Resveratrol ameliorates neuronal apoptosis and cognitive impairment by activating the SIRT1/RhoA pathway in rats after anesthesia with sevoflurane

• Published in: Biomolecules & biomedicine Vol. 22; no. 1; pp. 110 - 117
• Main Authors: Zhou, Qiaoyun, Deng, Yingfeng, Hu, Xuelian, Xu, Yinye
• Format: Journal Article
• Language: English
• Published: Bosnia and Herzegovina Association of Basic Medical Sciences 01.02.2022; Association of Basic Medical Sciences of Federation of Bosnia and Herzegovina
• Subjects: Anesthesia; Animals; Apoptosis; Care and treatment; Cellular signal transduction; Cognition disorders; Cognitive Dysfunction - chemically induced; Cognitive Dysfunction - drug therapy; Complications and side effects; Guanosine triphosphatase; Health aspects; Male; neuronal apoptosis; postoperative cognitive dysfunction; Rats; Resveratrol; Resveratrol - pharmacology; Sevoflurane; Sevoflurane - metabolism; Sevoflurane - pharmacology; sevoflurane anesthesia; SIRT1/RhoA pathway; Sirtuin 1 - metabolism; Sirtuin 1 - pharmacology; Testing; China
• ISSN: 1512-8601; 2831-0896; 1840-4812; 2831-090X
• DOI: 10.17305/bjbms.2021.5997

Studies have shown that long-term exposure to sevoflurane (SEV) may cause postoperative cognitive dysfunction.
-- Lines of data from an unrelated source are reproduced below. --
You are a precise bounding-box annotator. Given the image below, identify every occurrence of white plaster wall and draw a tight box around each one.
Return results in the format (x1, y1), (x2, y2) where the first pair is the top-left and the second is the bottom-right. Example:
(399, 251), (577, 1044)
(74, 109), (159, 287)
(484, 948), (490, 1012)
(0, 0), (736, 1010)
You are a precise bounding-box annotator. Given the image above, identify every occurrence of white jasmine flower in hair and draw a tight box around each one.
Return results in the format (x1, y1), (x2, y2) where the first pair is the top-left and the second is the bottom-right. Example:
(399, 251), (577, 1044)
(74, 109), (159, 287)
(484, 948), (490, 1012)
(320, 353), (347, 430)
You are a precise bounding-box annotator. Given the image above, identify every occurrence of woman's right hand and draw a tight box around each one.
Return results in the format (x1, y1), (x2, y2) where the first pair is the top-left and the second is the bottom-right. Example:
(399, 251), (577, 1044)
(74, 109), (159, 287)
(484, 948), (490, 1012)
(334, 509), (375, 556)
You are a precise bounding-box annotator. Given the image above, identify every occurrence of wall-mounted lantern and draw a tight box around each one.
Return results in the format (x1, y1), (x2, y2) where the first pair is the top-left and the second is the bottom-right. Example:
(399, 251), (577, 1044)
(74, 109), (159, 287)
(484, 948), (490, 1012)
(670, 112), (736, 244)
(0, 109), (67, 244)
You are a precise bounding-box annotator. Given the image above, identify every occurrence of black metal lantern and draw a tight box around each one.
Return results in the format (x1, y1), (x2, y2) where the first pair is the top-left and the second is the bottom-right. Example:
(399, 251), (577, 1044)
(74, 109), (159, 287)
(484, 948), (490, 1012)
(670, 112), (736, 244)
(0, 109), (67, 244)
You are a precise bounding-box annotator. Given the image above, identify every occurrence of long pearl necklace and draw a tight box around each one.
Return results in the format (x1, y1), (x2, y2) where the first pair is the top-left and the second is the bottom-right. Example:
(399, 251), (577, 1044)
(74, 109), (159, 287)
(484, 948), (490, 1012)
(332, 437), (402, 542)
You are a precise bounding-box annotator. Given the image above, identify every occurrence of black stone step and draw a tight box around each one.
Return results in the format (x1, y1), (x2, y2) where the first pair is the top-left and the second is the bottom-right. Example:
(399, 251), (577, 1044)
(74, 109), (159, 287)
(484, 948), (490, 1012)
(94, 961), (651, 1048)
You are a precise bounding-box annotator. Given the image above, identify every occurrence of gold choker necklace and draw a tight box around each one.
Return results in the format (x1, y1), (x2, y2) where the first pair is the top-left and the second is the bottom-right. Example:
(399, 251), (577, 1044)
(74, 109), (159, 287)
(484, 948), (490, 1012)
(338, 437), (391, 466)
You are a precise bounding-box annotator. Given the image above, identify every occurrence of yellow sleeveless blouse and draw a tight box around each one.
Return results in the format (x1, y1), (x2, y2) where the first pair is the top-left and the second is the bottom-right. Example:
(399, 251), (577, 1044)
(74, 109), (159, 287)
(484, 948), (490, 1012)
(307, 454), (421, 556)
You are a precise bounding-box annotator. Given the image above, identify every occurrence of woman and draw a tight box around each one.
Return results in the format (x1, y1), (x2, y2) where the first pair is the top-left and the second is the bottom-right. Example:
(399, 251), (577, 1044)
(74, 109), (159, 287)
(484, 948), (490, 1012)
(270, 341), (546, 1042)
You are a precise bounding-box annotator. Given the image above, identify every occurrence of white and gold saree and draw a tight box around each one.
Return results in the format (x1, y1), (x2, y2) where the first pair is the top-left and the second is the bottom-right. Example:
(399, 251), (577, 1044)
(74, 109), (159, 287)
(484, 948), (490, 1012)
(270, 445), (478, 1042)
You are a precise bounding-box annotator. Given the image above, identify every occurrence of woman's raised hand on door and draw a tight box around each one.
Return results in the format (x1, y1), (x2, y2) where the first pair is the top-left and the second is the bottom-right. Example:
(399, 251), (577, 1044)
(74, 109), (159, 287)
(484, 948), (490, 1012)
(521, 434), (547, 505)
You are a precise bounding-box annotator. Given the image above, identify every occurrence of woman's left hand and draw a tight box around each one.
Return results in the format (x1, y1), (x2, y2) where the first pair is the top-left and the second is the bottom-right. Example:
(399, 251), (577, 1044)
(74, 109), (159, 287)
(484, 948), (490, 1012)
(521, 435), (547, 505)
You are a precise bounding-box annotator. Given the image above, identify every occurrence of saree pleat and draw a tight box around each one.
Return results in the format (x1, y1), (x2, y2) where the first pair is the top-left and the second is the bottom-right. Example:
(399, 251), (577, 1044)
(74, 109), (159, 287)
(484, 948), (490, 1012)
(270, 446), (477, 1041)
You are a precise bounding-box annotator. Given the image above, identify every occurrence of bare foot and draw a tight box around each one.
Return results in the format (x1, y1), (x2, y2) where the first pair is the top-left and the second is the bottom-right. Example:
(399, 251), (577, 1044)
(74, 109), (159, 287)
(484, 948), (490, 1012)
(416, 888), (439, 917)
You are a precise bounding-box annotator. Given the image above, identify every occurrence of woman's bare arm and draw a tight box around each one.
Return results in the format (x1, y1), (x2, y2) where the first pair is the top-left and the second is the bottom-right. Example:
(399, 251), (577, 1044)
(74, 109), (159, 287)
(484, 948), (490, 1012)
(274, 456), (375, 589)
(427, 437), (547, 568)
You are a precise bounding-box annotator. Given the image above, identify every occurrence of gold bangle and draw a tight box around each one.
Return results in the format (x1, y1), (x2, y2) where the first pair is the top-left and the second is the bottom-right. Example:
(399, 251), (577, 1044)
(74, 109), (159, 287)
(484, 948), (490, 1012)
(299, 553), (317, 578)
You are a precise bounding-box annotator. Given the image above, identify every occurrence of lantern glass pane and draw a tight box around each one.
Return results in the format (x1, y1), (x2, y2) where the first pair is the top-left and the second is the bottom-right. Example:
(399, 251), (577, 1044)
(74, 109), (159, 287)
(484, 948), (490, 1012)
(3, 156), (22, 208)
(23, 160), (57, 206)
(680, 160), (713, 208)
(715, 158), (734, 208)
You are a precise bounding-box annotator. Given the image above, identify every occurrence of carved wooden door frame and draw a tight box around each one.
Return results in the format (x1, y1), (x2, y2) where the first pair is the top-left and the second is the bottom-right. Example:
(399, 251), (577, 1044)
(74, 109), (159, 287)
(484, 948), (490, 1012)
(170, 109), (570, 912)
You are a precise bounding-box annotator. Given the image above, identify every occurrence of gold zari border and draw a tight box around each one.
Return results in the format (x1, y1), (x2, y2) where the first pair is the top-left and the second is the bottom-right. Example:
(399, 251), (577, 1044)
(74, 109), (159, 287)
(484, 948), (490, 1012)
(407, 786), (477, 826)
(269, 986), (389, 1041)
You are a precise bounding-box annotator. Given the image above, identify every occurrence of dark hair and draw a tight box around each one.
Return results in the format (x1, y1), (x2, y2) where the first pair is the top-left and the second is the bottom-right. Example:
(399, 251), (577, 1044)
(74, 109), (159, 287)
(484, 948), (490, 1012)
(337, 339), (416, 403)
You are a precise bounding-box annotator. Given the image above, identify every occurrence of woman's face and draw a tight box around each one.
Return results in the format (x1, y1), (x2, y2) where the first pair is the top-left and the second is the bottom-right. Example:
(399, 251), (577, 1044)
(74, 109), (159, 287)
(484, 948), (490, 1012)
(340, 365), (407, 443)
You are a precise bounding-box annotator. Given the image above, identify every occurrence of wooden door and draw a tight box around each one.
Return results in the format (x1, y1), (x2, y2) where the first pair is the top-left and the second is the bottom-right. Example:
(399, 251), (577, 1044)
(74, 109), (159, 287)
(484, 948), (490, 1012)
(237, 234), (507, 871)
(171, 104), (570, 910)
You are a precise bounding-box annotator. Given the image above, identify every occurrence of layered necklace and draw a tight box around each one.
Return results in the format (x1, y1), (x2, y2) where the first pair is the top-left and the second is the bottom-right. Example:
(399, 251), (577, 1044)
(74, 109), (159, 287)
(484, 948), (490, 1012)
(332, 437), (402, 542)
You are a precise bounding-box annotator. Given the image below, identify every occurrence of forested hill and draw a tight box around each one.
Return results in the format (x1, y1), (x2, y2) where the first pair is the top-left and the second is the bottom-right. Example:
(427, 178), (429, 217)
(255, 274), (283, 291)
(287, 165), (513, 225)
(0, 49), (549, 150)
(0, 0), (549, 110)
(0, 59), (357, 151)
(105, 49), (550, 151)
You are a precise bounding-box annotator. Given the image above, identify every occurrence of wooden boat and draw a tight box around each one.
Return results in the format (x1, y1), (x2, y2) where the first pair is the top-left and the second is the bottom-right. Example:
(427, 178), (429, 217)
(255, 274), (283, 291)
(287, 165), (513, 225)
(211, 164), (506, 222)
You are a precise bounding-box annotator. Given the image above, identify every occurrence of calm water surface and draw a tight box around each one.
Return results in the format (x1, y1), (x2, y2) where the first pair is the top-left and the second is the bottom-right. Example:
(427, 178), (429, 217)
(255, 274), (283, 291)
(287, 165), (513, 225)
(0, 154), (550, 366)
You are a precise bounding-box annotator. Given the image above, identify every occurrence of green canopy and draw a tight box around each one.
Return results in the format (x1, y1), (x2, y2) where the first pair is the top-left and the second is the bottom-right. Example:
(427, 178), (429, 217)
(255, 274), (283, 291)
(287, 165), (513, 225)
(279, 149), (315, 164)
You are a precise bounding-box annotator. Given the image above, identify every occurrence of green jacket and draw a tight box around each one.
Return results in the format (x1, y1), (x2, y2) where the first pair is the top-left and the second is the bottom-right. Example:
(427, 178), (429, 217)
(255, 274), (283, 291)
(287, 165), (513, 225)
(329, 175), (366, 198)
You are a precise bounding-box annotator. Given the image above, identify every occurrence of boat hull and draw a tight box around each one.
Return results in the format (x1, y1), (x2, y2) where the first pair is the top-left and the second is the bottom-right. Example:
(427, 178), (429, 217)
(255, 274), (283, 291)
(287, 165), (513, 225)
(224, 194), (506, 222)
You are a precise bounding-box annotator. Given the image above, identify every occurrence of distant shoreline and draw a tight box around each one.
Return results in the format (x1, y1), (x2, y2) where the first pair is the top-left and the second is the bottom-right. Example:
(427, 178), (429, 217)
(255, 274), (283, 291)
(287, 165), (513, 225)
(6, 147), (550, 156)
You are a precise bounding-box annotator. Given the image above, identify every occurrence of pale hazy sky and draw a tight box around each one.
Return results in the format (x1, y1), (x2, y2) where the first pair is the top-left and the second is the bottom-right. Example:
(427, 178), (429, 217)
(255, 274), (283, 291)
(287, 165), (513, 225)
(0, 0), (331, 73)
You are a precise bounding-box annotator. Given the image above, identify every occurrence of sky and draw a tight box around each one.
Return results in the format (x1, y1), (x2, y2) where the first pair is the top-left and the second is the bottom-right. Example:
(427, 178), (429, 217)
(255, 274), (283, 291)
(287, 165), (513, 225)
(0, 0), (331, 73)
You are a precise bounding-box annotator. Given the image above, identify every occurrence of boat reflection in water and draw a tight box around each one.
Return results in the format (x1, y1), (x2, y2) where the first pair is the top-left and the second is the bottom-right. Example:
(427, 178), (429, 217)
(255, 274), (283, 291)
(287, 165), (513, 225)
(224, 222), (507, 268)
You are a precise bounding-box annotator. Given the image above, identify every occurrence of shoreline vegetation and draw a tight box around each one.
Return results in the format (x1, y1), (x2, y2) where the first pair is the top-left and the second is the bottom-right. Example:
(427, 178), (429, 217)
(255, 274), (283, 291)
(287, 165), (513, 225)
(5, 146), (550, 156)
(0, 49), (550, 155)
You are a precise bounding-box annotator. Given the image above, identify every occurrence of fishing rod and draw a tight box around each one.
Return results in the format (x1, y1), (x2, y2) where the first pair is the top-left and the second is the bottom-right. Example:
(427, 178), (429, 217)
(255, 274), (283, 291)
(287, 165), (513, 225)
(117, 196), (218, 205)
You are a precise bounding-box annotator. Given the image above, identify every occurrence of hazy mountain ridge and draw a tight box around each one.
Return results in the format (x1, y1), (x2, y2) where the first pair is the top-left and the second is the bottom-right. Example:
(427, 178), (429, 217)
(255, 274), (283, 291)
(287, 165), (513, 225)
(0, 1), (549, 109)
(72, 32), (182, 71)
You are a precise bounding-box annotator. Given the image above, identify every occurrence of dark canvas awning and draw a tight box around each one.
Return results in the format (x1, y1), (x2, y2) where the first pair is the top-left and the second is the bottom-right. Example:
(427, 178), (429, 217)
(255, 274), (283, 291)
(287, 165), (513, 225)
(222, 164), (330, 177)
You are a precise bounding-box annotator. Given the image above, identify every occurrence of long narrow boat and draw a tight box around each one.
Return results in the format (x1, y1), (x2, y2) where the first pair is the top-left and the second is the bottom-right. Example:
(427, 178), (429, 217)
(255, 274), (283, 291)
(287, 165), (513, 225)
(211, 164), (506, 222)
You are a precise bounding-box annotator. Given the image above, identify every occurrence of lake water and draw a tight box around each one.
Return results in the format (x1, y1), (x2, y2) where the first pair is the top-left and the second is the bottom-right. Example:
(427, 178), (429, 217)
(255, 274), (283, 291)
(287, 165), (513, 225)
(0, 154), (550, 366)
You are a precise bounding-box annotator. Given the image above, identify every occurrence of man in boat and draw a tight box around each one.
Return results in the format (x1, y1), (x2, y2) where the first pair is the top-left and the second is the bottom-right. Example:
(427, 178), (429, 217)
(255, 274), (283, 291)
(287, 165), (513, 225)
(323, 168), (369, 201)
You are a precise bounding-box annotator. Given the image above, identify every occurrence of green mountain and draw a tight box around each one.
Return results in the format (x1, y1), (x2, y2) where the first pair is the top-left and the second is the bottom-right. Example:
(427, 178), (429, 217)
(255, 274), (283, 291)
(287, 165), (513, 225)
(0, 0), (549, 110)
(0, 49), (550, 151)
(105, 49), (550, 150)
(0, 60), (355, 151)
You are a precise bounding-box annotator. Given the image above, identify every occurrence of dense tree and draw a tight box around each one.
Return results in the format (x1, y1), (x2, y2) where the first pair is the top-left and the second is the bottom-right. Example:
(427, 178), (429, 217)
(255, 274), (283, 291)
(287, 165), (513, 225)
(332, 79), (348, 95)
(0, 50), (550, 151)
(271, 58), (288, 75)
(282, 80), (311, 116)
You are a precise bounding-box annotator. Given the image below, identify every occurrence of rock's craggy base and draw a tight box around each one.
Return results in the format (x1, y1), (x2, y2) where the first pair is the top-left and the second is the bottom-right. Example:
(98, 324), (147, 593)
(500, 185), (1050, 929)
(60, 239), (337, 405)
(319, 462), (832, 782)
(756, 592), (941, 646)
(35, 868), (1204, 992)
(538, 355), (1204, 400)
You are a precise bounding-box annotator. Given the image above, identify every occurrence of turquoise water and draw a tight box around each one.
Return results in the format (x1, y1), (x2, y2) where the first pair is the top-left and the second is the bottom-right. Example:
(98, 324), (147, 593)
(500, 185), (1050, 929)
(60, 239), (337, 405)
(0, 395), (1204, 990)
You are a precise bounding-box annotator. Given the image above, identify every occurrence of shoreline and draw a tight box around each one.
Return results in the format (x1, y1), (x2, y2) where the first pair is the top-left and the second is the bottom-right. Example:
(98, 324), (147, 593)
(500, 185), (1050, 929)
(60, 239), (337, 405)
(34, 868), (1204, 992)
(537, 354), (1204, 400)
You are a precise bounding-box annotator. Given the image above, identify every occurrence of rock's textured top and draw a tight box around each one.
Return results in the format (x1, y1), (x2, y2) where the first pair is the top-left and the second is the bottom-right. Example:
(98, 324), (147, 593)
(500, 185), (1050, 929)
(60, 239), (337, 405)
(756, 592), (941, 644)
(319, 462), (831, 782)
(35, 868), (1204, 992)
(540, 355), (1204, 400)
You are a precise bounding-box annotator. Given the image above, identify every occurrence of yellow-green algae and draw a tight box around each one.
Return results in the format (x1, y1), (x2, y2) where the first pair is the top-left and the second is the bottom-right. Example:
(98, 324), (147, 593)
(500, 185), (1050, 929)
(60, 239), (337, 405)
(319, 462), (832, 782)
This study aimed to investigate the effects of resveratrol (RES) treatment on the changes in the cognitive function of rats after prolonged anesthesia with SEV. Seventy-six adult male rats were used in this study. The SEV model was established under continuous anesthesia for 6 h. Rats were randomly classified into four groups as follows: control, SEV+vehicle, SEV+pre-RES (RES was administered 24 h before establishing the SEV model), and SEV+post-RES (RES was administered 1 h after establishing the SEV model) groups. Neurobehavioral outcomes and the potential mechanism underlying RES-mediated neuroprotection through the SIRT1/RhoA signaling pathway were evaluated. The water maze test showed that long-term exposure to SEV may lead to loss of learning and memory ability in rats (p<0.05). Compared with the SEV+vehicle group, the RES treatment groups showed significantly improved neurobehavioral scores (p<0.05). Additionally, the SEV+pre-RES group had a better outcome than the SEV+vehicle group on days 1 or 2 (p<0.05), unlike the SEV+post-RES group (p>0.05). Western blotting showed that SIRT1, RhoA, and cleaved Caspase-3 (CC3) expression significantly increased in the SEV+vehicle group (p<0.05), while Bcl2 expression decreased (p < 0.05). RES treatment further upregulated SIRT1 and Bcl2 expression and downregulated the expression of RhoA and CC3 (p<0.05). In conclusion, RES treatment improved cognitive dysfunction by reducing neuronal apoptosis in adult rats exposed to SEV. RES partly exerted a neuroprotective effect through the activation of the SIRT1/RhoA signaling pathway.